As for current trends, Jacquet notices people are more health conscious. “I'm always looking for things that are good and plant based,” he says, noting that it can be hard to find a quality plant-based alternative that fits his model.

Grégoire's potato puffs are a staple menu item.
Photo: Grégoire

Packaging & Presentation

In addition to getting the menu right, one of the biggest challenges facing Jacquet in a takeout model that professed fine dining quality was the way the food was presented. How would it stay hot or cold on the way to the customer? How could the presentation, taste, and texture remain the same in a takeout model as it would be when dining in? It all came down to the takeout packaging, and what was available on the market didn’t work for Jacquet.

“So I designed a box that would allow the food to stay the way I wanted it to be and presented the way I wanted it to be,” he says. “We came up with a corrugated style of box that we still use as of today. It's really also a signature item.”

Jacquet says the takeout boxes with their branding are so recognizable that they have become a marketing tool. “It's one of a kind, so everyone actually knows the box and where it comes from,” he says.

Grégoire takeout and fine dining
Grégoire's unique corrugated takeout box has become a valuable branding tool. (Photo: Grégoire)

Customer Experience

Another unique aspect of fine dining is the customer experience, but Jacquet has been able to maintain his customer relationships without a dining room or any dine-in customers from the start.

“Because we were takeout, we were not very expensive. We started doing business with a lot of local customers and our local businesses, so they would come pretty much all the time because the price point was great,” says Jacquet. “And I was there to talk to them, so I knew everyone.”

Even with the onset of technology, Jacquet has used it to mainly automate repetitive tasks that aren’t customer-facing. “I want to try to eliminate all the pain points I had all these years in order to make it efficient,” he says, noting this frees up workers to focus more on the customer interaction and quality of the food.

He also recognizes that some customers skew much more towards the “convenience” aspect of his concept, so he has leaned into technology to meet the demands of those customers. “We have a kiosk outside that makes things efficient when there's people that just don't want to talk to anybody,” he says. “But a lot of people want the interaction with the cashier, and we always have that available.”

Jacquet has also introduced a rewards program, which further helps Grégoire retain its repeat customer base. “When we look at the credit cards and we analyze the repeats, between 64-72% of the customers are repeat customers within the last week,” he says.
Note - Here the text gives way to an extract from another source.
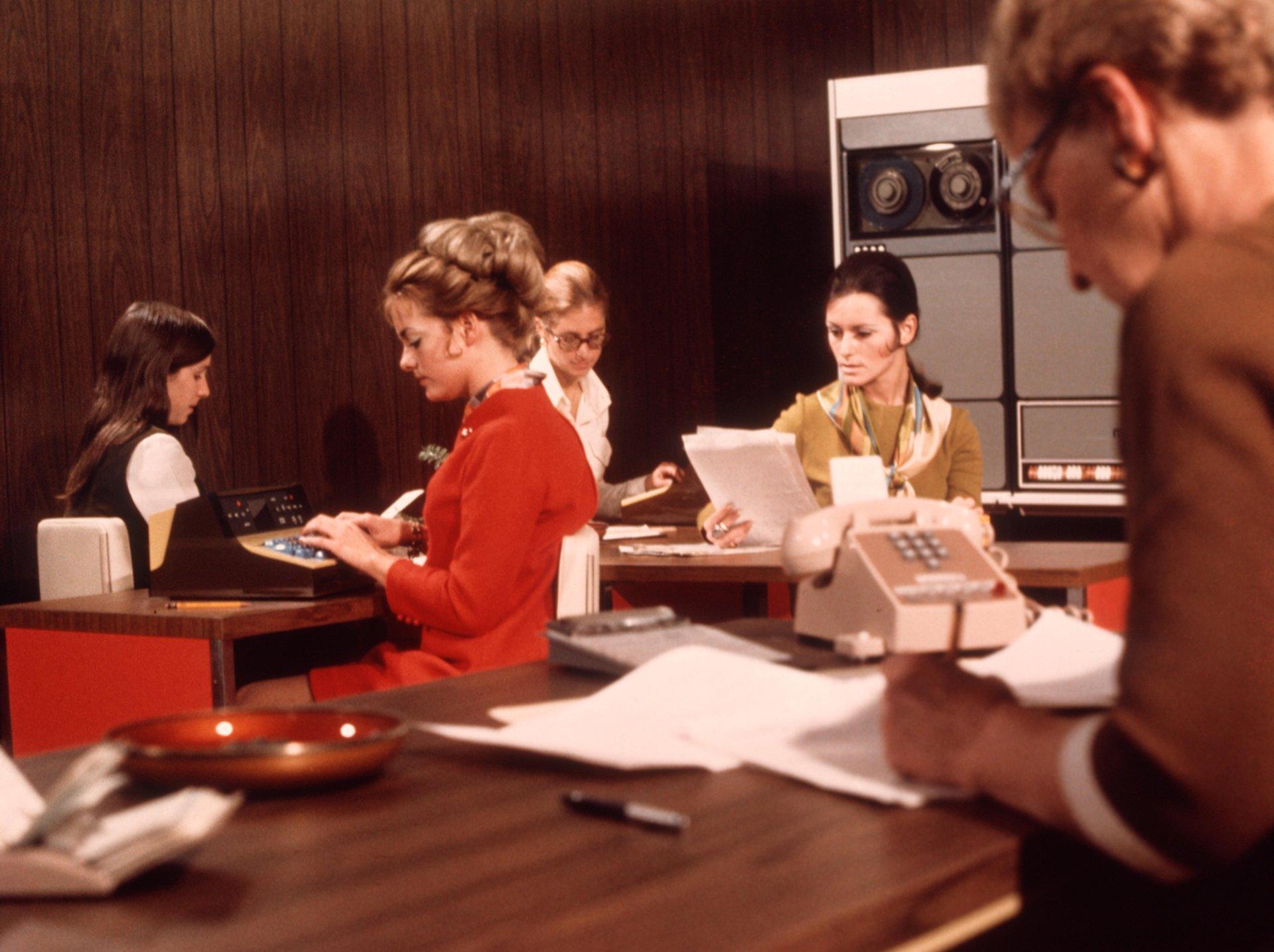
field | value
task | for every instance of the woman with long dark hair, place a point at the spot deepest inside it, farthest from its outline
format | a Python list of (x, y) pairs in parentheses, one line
[(879, 404), (129, 463)]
Thanks to his efforts in nurturing customer relationships, branding, and rewards programs, Jacquet says much of his growth is organic through things like word-of-mouth. His involvement in the community through local and charity events also helps, and the company has also put a larger focus on social media in the last few months. He says he sees 6% growth year over year.

Franchising Opportunities

Now Jacquet is looking to share his successful business model through franchising. Grégoire is looking to partner with franchisees to bring locations to other areas of California, including San Francisco, Napa, Marin, Solano, Contra Costa, Alameda, Santa Clara, and Santa Cruz. The brand’s goal is to have eight to 10 locations by the end of 2024, with an eye on future markets in states like Texas, Florida, and New York.

One of the other things that may help draw continued attention to Grégoire is their upcoming culinary truck, launching this spring. Jacquet is adamant about not calling it a food truck because the concept will be so different.

Always focused on the customer experience, his truck will feature an open kitchen concept thanks to a huge window that people will be able to see the kitchen through. In the back of the truck, customers will be able to order at a counter that is down at their level versus up high. “They'll be face-to-face, there is not going to be a window, it's going to be completely open,” Jacquet explains.

The menu will mirror Grégoire’s, and Jacquet also plans to use the truck to help promote new franchise locations, “I want to help the franchisee open, and we'll do marketing promotions before the store opens, give away free food, and build the excitement for the opening.”